Overview

The REGR_COUNT() aggregate function calculates the number of non-null value pairs for a dependent variable (y) and an independent variable (x). This function is used in linear regression analysis to determine the number of valid data points available for computation.

Syntax

The syntax for this function is as follows:

REGR_COUNT(y, x)

Parameters

  • y: variable being predicted
  • x: variable used for prediction

Example

For the needs of this section, we’re going to use a simplified version of the film table from the Pagila database, containing only the title, length and rating columns. The complete schema for the film table can be found on the Pagila database website.

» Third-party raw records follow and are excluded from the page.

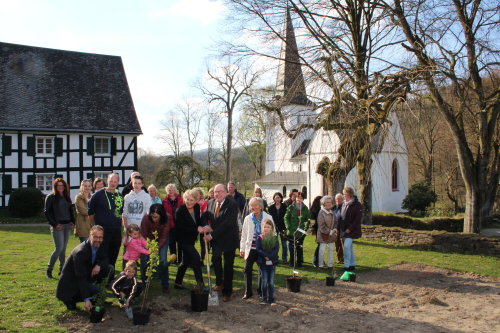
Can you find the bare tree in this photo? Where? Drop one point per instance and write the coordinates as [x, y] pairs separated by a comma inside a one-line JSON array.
[[341, 48], [455, 46], [420, 124], [251, 130], [227, 85], [212, 131]]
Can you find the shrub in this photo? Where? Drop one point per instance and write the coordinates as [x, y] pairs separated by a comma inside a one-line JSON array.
[[26, 202], [446, 224], [420, 196]]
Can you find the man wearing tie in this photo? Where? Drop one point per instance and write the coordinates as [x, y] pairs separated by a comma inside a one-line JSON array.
[[222, 211], [86, 266]]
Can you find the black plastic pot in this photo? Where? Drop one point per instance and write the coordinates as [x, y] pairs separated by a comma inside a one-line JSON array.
[[199, 300], [141, 317], [96, 316], [330, 281], [293, 283]]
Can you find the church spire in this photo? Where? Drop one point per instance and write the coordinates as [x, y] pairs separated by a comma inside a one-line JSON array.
[[290, 82]]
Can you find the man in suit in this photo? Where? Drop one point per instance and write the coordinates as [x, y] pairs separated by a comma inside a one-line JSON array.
[[86, 265], [223, 231]]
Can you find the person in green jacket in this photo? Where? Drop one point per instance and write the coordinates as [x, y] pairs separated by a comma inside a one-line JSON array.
[[297, 216]]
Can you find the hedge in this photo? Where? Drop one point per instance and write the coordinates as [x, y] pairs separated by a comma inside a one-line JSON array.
[[446, 223]]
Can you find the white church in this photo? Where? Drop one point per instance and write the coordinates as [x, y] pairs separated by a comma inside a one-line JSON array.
[[292, 163]]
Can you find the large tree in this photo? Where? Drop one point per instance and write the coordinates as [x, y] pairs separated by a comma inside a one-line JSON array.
[[228, 83], [455, 47], [342, 47], [251, 129]]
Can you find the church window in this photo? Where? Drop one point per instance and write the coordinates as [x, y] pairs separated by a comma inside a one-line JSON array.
[[394, 175]]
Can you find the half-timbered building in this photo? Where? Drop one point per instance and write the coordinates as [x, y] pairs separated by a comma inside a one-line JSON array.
[[63, 113]]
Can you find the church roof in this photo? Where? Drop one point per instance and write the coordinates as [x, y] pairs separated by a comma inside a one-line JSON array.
[[55, 90], [302, 148], [284, 178], [290, 82]]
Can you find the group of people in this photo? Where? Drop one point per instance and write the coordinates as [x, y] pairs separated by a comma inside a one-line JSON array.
[[222, 222]]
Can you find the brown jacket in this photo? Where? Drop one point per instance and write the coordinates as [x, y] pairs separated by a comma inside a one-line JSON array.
[[326, 223], [83, 224]]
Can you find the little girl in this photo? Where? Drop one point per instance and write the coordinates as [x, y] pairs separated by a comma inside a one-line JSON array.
[[267, 249], [135, 248], [126, 287]]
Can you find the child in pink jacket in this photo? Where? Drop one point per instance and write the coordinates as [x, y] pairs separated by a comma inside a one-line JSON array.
[[135, 248]]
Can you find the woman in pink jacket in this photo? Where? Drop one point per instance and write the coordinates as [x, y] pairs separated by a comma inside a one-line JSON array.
[[135, 248]]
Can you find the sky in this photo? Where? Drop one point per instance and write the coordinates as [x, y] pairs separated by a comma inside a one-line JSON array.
[[163, 44]]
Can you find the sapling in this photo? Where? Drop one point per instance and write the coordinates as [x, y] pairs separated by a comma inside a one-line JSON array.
[[153, 262]]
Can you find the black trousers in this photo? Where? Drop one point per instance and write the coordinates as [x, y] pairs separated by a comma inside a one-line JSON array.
[[190, 257], [174, 246], [252, 258], [112, 243], [299, 248], [93, 285], [224, 276]]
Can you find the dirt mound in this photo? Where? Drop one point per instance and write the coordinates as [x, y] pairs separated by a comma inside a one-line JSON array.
[[406, 297]]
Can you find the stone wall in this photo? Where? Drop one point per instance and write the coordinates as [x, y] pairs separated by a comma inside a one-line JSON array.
[[436, 240]]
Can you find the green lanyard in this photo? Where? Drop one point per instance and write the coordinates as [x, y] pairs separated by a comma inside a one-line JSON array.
[[118, 202]]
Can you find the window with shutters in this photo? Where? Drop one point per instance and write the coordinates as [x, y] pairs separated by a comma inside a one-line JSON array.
[[102, 174], [44, 145], [102, 146], [44, 182]]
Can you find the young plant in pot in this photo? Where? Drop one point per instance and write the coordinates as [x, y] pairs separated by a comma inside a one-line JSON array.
[[199, 298], [141, 313], [293, 282], [98, 310]]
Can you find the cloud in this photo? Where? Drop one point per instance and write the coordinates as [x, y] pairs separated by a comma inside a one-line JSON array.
[[203, 11]]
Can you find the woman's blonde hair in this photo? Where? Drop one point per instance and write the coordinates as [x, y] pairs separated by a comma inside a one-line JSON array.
[[131, 264], [268, 221], [190, 193]]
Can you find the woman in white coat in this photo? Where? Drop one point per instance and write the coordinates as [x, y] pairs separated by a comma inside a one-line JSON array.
[[252, 228]]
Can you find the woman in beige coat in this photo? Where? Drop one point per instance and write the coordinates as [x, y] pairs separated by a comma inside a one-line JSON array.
[[326, 224], [83, 223]]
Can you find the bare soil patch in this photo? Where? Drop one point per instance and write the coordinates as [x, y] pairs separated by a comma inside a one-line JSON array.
[[404, 298]]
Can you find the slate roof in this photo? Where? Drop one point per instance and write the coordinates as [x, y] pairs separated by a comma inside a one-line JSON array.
[[56, 90], [284, 178], [290, 84]]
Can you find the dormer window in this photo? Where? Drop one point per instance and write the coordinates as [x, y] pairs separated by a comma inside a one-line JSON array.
[[102, 146], [44, 145]]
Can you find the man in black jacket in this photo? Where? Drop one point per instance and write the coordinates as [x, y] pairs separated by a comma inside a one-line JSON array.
[[223, 214], [86, 265]]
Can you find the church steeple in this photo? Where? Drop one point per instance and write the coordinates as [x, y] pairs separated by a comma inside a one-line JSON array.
[[290, 82]]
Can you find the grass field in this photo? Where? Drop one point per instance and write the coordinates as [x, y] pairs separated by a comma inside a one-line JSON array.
[[28, 302]]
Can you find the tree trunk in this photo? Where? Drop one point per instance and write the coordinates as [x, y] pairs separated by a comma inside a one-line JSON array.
[[229, 144], [364, 167], [472, 212]]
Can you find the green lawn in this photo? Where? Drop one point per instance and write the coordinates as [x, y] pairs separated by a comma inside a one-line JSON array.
[[28, 303]]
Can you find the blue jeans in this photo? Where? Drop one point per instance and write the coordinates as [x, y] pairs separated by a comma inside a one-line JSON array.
[[284, 247], [267, 278], [60, 239], [349, 259], [163, 269]]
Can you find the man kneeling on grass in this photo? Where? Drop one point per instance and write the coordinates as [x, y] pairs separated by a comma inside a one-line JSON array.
[[86, 267]]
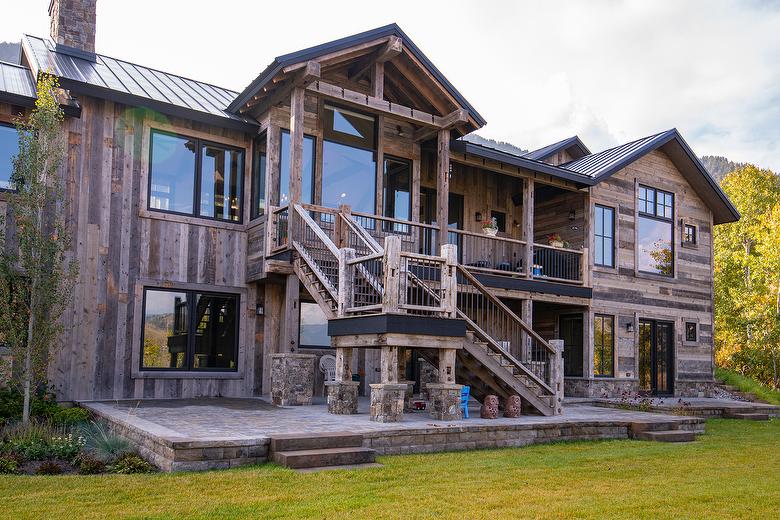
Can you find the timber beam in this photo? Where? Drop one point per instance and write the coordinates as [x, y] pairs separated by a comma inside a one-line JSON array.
[[301, 78], [392, 48]]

DROP TABLE IF EXISTS film;
CREATE TABLE film (
  title text NOT NULL,
  rating int,
  length int
);
INSERT INTO film(title, length, rating) VALUES
  ('ATTRACTION NEWTON', 83, 5),
  ('CHRISTMAS MOONSHINE', 150, 7),
  ('DANGEROUS UPTOWN', 121, 4),
  ('KILL BROTHERHOOD', 54, 3),
  ('HALLOWEEN NUTS', 47, 5),
  ('HOURS RAGE', 122, 7),
  ('PIANIST OUTFIELD', 136, 7),
  ('PICKUP DRIVING', 77, 3),
  ('INDEPENDENCE HOTEL', 157, 7),
  ('PRIVATE DROP', 106, 4),
  ('SAINTS BRIDE', 125, 3),
  ('FOREVER CANDIDATE', 131, 7),
  ('MILLION ACE', 142, 5),
  ('SLEEPY JAPANESE', 137, 4),
  ('WRATH MILE', 176, 7),
  ('YOUTH KICK', 179, 7),
  ('CLOCKWORK PARADISE', 143, 5);

The query below uses the REGR_COUNT() function to count the number of rows where both rating and length are not null:

SELECT
    REGR_COUNT(rating, length) AS NonNullPairsCount
FROM film;

By running the above query, we will get the following output:

 nonnullpairscount 
-------------------
                17
(1 row)